En esencia, por tanto, América Latina ha entrado a una época de confrontación abierta entre dos modelos de economía y sociedad: el uno, el empresarial-neoliberal, cuyas raíces históricas inmediatas se ubican en las décadas de 1980 y 1990 cuando la ideología del aperturismo económico indiscriminado, sujeta, además, al Fondo Monetario Internacional y al Consenso de Washington, marcó la vida de los países de la región, en dependencia estrecha con las geoestrategias de los EEUU para mantener su influencia y presencia hegemónica en el continente; el otro, es el modelo de economía social del bienestar, cuyas bases históricas tienen largo antecedente, pues se remontan a los triunfos del liberalismo en el siglo XIX, la Revolución Mexicana de 1910, los populismos clásicos de la región en su lucha contra los regímenes oligárquicos, los procesos nacionalistas y antimperialistas del siglo XX, la Revolución Cubana, el ascenso de luchas revolucionarias a partir de la década de 1960, el surgimiento de los gobiernos progresistas del primer ciclo, desde inicios del siglo XXI.
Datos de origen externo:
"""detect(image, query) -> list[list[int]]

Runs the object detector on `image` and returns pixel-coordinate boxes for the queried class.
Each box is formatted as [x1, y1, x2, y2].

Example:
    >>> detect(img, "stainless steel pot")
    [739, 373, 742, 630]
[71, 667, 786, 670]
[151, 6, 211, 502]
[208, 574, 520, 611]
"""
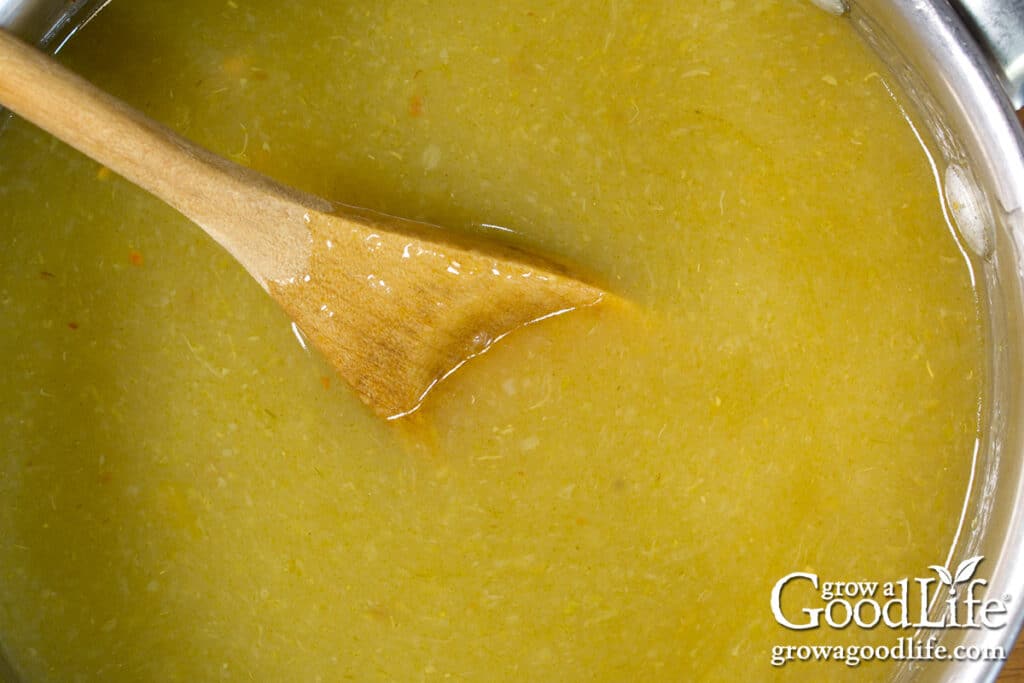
[1, 0, 1022, 681]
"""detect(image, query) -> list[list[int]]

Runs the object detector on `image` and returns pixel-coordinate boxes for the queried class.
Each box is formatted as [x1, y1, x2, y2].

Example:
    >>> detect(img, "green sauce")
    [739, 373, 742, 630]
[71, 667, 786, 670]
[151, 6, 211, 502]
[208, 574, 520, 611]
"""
[0, 1, 984, 680]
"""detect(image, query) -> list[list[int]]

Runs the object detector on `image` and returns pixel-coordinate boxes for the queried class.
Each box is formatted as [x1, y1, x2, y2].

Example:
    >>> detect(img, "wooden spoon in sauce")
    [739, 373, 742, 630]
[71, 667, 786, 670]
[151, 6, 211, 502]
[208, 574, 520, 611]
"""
[0, 29, 604, 419]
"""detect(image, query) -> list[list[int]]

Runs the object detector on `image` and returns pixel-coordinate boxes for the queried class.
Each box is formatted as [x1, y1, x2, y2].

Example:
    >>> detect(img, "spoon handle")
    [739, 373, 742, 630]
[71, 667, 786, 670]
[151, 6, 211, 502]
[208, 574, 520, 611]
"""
[0, 28, 321, 285]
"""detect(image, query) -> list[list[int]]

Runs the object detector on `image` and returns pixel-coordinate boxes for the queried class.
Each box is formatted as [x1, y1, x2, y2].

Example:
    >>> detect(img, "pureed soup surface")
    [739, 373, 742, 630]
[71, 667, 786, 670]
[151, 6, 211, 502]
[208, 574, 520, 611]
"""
[0, 0, 984, 681]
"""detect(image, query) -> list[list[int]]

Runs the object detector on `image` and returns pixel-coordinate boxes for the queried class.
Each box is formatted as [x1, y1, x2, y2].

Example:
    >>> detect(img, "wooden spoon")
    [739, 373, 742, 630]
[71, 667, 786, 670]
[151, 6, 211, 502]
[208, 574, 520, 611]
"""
[0, 29, 604, 419]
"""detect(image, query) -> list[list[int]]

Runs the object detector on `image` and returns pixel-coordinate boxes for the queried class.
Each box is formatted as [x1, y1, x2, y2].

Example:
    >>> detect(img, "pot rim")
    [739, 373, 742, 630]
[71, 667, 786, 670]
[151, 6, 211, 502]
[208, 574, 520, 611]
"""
[849, 2, 1024, 681]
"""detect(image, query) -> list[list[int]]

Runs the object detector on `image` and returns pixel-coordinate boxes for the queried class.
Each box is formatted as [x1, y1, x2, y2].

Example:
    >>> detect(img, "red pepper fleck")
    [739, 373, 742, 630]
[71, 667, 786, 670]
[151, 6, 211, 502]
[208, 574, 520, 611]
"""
[68, 322, 79, 330]
[408, 94, 423, 117]
[129, 250, 144, 266]
[321, 376, 331, 390]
Durante el año 2021 se vio claramente que la esencia de esa confrontación entre modelos económicos provocó el alineamiento de las derechas económicas y políticas en sólidos bloques de poder, cuyos mayores ejemplos pueden hallarse en Brasil, Colombia y Ecuador; en tanto se ha vuelto inevitablemente necesaria la convergencia de los distintos sectores progresistas y de las otras izquierdas, para constituir opciones duraderas de poder alternativo y eficaz, con el propósito de establecer, definitivamente, estados sociales de bienestar, que bien pueden constituirse en peldaños que permitan el avance, en el largo plazo, de la construcción de sociedades postcapitalistas. Naturalmente la confrontación se ha expresado como una aguda lucha de clases entre las elites empresariales y enriquecidas, frente a las capas medias, trabajadores, organizaciones sociales y sectores populares, que buscan condiciones democráticas, justas y equitativas.